Now that the commentators have had time to read all the details it is nether as clever nor as good as the performance of its author delivering it yesterday. There are contradictions in forecasts and gaps in provision. What about social care? There is the inability to grasp what inequality actually is. Why do the poorest in society have to lose most of their additional funding through universal credit, rent support on so on in September of this year, when the wealthiest corporations, have their the tax hype, modest by G7 standards, deferred to 2023?
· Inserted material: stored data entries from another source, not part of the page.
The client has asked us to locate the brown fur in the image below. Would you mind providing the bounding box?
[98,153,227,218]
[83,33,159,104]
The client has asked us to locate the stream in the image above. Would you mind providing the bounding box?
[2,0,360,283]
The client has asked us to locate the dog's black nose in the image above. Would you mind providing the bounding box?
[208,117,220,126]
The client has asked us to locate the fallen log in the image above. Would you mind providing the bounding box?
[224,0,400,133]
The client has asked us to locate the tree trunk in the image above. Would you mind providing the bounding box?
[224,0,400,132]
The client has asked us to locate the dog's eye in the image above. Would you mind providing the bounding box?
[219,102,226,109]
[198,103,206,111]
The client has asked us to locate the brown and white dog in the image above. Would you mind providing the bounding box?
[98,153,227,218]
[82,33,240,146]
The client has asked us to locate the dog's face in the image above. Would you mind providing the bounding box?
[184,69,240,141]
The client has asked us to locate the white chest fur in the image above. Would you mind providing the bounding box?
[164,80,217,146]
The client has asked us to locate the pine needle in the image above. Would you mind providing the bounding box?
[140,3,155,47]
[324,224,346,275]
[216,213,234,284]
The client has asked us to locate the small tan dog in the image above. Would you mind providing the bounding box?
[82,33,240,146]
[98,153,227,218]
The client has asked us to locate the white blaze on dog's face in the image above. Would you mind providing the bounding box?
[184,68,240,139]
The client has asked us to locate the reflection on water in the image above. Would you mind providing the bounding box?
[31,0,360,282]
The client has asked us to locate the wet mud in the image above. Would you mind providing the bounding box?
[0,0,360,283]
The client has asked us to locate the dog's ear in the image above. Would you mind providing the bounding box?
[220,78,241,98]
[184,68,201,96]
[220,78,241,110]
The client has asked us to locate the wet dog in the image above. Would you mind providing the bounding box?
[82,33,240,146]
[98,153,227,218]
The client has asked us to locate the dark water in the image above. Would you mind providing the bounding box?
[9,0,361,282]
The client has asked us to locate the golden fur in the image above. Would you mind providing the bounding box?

But let me offer you these thoughts. Much is made of government debt. I am not sure whether this is to make political points or news headlines, but a sovereign government with its own currency cannot be in debt as one without a currency, ie Greece in the Euro. The UK government owns the B of E and the B of E has printed money to buy in 47% of all UK government debt. Basically the government is printing about half what it borrows and will have to go on doing so.
If you want to stay awake at night, worry about interest rates. I have for years argued that holding these at close to zero for year after year so that they cease to be a factor in consumer financial planning as well as disincentive for saving, has created a misshapen economy, over borrowed and under saved. Assets have inflated way ahead of basic inflation, which is mostly lower than the target 2.5%.
Now lurking in the shadows are three types of inflation, any of which could suddenly break cover, as the economy begins to grow again, many predict quite strongly. Velocity inflation, wage price inflation and demand inflation. All three together and you have hyper inflation. But what if it is just 6% or 8% and interest rates have to go up to say 5%? Quite suddenly? That means mortgages at 7% or more. You can work out the rest.